My body a river, water flowing so smooth and so sweet towards the ocean of you
“Haiji-san”, Kakeru says against his smile. “Let’s go running.”
Of course they’ll go running.
Kakeru yawns and stretches under the sun like a cat, body long and toned and perfect. Haiji watches him get ready (take a piss, brush his teeth, make the bed, kiss Haiji quiet and nice again), watches a patch of light follow Kakeru as he pads around the apartment. His clothes are on the bookshelf, on a low shelf right beside Kenji Miyazawa’s Haru to Shura, below Virginia Woolf’s Orlando. Kakeru’s clothes are clean and smell nice - Haiji washed them yesterday by hand on the sink, one by one, because he had nothing else to do. He still doesn’t have a job. His parents send him money.
Outside the sun shines harsh, its light almost canary yellow. The air is humid and crisp from last night’s rain, the ground still wet while Haiji gets his bike from the rack close to the trash bins.
Haiji’s place is far from Chikuseisou, more than four train stations away. It’s just a couple of streets shy of being downtown, so the roads they take are just starting to get busy with people and cars, the city waking to its morning rush at barely six AM.

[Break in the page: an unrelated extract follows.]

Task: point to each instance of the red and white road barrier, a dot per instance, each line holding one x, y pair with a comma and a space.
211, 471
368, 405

It doesn’t matter to Kakeru. He runs, always speeding ahead, always beautiful and precise and light. Even on a bike, it’s hard for Haiji to keep up with him on a bad knee. Kakeru runs, and runs, and runs, and the sunlight follows, and follows, and follows. As they get further and further away from Haiji’s apartment (their home) the sky opens up, bright and blue above their heads, just so the sun doesn’t lose track of Kakeru, illuminating his steps and the road he walks into.
Haiji understands. He loves Kakeru, too.
The path is clear / your legs carry you forward, forward, forward / and I, a fool for you, / invite myself along for the journey
He smiles, feeling the wind against his face and sunlight in his hair. He follows Kakeru.